Jadis « Cendrillon de l’ancienne Afrique équatoriale française », le Gabon est aujourd’hui un pays en plein développement, fort de ses richesses qu’il commence à exploiter.

De nombreux prêts internationaux permettent d’escompter un développement rapide.

 2. Le chemin de fer transgabonais

Parmi les plus belles réalisations mises en œuvre au Gabon, il convient de citer le plus grand chantier de terrassement de chemin de fer jamais réalisé en Afrique Centrale.

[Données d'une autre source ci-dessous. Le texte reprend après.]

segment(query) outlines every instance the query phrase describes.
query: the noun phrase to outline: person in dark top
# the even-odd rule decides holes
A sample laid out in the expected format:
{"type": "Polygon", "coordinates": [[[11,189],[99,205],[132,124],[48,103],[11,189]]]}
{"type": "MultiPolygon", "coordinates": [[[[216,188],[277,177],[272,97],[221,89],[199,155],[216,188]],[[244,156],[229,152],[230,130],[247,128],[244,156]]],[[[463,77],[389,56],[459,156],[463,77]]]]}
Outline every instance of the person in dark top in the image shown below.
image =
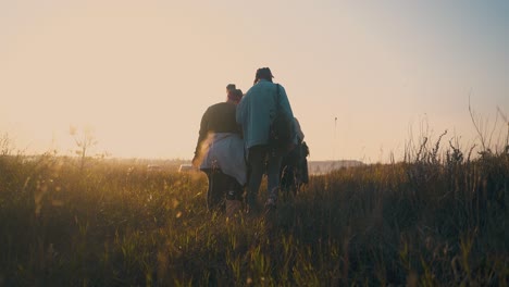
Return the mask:
{"type": "Polygon", "coordinates": [[[235,120],[243,91],[232,84],[226,91],[225,102],[213,104],[203,113],[193,165],[208,176],[208,209],[226,211],[231,216],[241,209],[247,171],[241,128],[235,120]]]}

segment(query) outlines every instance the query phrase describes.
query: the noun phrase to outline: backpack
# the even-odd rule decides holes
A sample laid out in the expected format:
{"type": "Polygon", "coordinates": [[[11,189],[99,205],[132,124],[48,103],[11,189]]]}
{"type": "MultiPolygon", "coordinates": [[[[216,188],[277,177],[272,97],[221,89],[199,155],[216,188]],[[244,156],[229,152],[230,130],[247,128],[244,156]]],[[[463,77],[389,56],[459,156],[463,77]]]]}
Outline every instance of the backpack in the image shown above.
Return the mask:
{"type": "Polygon", "coordinates": [[[280,105],[280,85],[276,84],[276,113],[269,129],[269,145],[276,151],[287,152],[294,140],[294,118],[280,105]]]}

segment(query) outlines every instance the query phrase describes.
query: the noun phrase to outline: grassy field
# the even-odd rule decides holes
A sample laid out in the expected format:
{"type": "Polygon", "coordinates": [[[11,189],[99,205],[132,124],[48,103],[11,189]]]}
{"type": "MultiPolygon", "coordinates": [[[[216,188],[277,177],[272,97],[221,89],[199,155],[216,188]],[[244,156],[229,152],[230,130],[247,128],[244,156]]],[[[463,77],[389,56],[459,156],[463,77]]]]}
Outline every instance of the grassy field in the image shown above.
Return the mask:
{"type": "Polygon", "coordinates": [[[465,158],[312,176],[226,220],[201,173],[0,155],[0,286],[507,286],[509,150],[465,158]]]}

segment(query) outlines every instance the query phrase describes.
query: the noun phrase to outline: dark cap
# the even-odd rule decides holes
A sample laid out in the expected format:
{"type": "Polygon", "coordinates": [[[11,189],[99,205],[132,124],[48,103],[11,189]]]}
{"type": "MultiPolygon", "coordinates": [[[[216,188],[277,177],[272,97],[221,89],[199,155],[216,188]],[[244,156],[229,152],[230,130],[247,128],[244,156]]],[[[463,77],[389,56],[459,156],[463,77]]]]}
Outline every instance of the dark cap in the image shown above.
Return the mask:
{"type": "Polygon", "coordinates": [[[271,79],[274,76],[269,67],[260,67],[257,70],[257,78],[271,79]]]}

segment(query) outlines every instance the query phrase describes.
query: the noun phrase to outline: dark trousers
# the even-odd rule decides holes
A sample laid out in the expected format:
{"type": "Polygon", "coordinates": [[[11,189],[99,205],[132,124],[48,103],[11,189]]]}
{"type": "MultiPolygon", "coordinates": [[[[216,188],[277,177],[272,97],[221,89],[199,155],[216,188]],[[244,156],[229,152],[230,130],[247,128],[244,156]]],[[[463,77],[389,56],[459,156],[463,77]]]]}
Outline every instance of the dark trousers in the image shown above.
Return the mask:
{"type": "Polygon", "coordinates": [[[247,190],[247,204],[250,209],[258,209],[258,191],[263,174],[265,173],[266,162],[266,177],[268,177],[268,191],[269,198],[274,201],[277,200],[277,192],[280,187],[280,169],[282,155],[273,152],[269,146],[254,146],[249,149],[248,154],[248,190],[247,190]]]}
{"type": "Polygon", "coordinates": [[[221,170],[203,170],[209,178],[207,208],[209,211],[225,211],[225,199],[241,200],[243,186],[221,170]]]}

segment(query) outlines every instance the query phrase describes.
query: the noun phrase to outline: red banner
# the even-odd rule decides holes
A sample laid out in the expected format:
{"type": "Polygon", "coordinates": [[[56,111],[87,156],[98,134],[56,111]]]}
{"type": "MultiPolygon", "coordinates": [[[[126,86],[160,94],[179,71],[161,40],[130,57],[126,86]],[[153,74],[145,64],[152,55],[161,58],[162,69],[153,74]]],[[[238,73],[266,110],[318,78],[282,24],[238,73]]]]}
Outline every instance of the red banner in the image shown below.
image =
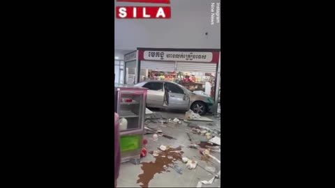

Le relief du Gabon a été façonné dans une large mesure par son fleuve principal, l’Ogooué, qui s’écoule globalement du sud au nord jusqu’à Booué, ensuite d’est en ouest jusqu’à l’océan. C’est en grande partie le long de ce fleuve immense que se construit la ligne de chemin de fer à écartement standard de l’Office du chemin de fer transgabonais (OCTRA).

Le premier tronçon Owendo - Booué est en voie d’achèvement et déjà des trains de voyageurs et des trains de marchandises y circulent selon des horaires précis.

Pour réaliser ce premier tronçon, il a fallu :

  • exécuter 4000 ha de déforestage et de débroussage dont 1700 ha en forêt ;
  • déblayer 46 millions de m³ de terre ;
  • remblayer 40 millions de m³ de terre ;
  • curer les marécages - 600 000 m³ ;
  • poser 65 km de buses d’écoulement d’eau ;
  • couler 42 000 m³ de béton pour les ouvrages d’art ;
  • poser 380 km de voies.

Tout au long de ce ruban d’acier qu’est le rail, se développe une vie sociale et économique nouvelle. De nombreux villages prennent naissance en s’agglutinant autour des différentes gares ; le transport du bois, et d’autres marchandises, se fait avec plus de sécurité que par la piste.

A partir de Booué, petite ville située au centre du Gabon, bâtie à flanc d’un des plus beaux sites de l’Ogooué et toute rougie par la poussière, le transgabonais se séparera en deux tronçons. L’un s’en ira vers le nord-est, en direction de Belinga, où ont été découverts d’importants gisements de minerai de fer, et l’autre vers le sud, jusqu’à Franceville, que le rail devrait atteindre en 1987.

 3. Les relations économiques entre le Gabon et la Belgique

Les relations économiques entre le Gabon et notre pays sont en plein développement. Une mission officielle présidée par le prince Albert et conduite par notre secrétaire d’Etat au Commerce extérieur s’est d’ailleurs rendue au Gabon du 6 au 11 décembre 1983. Cette mission répondait à l’invitation officielle formulée par le président de la république gabonaise.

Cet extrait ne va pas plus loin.